There is no discussion of egoism. There is no discussion of devotion to reason alone. (In fact, the article seems to accept religion as neutral.) There is no discussion of devotion to the idea of one world, a world intelligible by reason. Nor is there any discussion of individual rights to do things religionists do not want us to do. There is a near-absence of -- perhaps even an avoidance of -- discussion of the corrupting influence of religion. This is a standard libertarian approach: What matters, I have heard them say, is agreeing to the "axiom" of nonaggression, never mind how we got there.

To his credit, Bennett himself seems to recognize that the term "Anglosphere" is unfortunate because of its many racial, linguistic, and inessentially cultural connotations.
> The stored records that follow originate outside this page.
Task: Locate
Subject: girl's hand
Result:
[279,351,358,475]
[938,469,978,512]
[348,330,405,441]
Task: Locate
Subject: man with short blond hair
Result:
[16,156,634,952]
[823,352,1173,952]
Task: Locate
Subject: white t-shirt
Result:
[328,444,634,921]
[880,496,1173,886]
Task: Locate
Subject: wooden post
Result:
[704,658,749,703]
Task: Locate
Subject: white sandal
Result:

For those who fight for Western Civilization -- which means fighting for the implementation of a philosophy of reason -- I see nothing to gain from the term/idea of "Anglosphere" that can't be gained from talking about (1) Western Civilization as a historically placed abstract-particular and about (2) the whole philosophical iceberg at all levels -- metaphysical, epistemological, ethical, political, and esthetic.

Of course, in single-issue political campaigns, such as abolishing a local sales tax, one could always form ad hoc alliances with "Anglospherists," just as one can with libertarians, "liberals," Christian conservatives, and others regardless of their underlying philosophy.

This has been a helpful secondary issue, but now I need to get on to other things. Thanks for the questions and comments about "Anglosphere."

Burgess Laughlin
The Aristotle Adventure

P. S. -- Keith Windschuttle (whom I admire) has written a 2005 review of Bennett's book, in the conservative magazine, National Review, the same magazine that has attacked Ayn Rand in the past. Bennett himself, however, seems to be a fascinating individual: articulate; an accomplished student of history; and a businessman.

Clay said...

I had a quick insight the other night. It helped me a lot when instead of saying "Western Civilization" I said something like "The Civilization of the West," or just shortened it to Civilization-Western."

Suddenly seeing Civilization as the genus and the West as a particular transmission belt of certain elements of Civilization.

I know I'm going quick here and probably skipping five steps, but it strikes me that culture might be the wider category to which civilization belongs as culture doesn't differentiate bad ideas, etc.. whereas civilization is just the good stuff.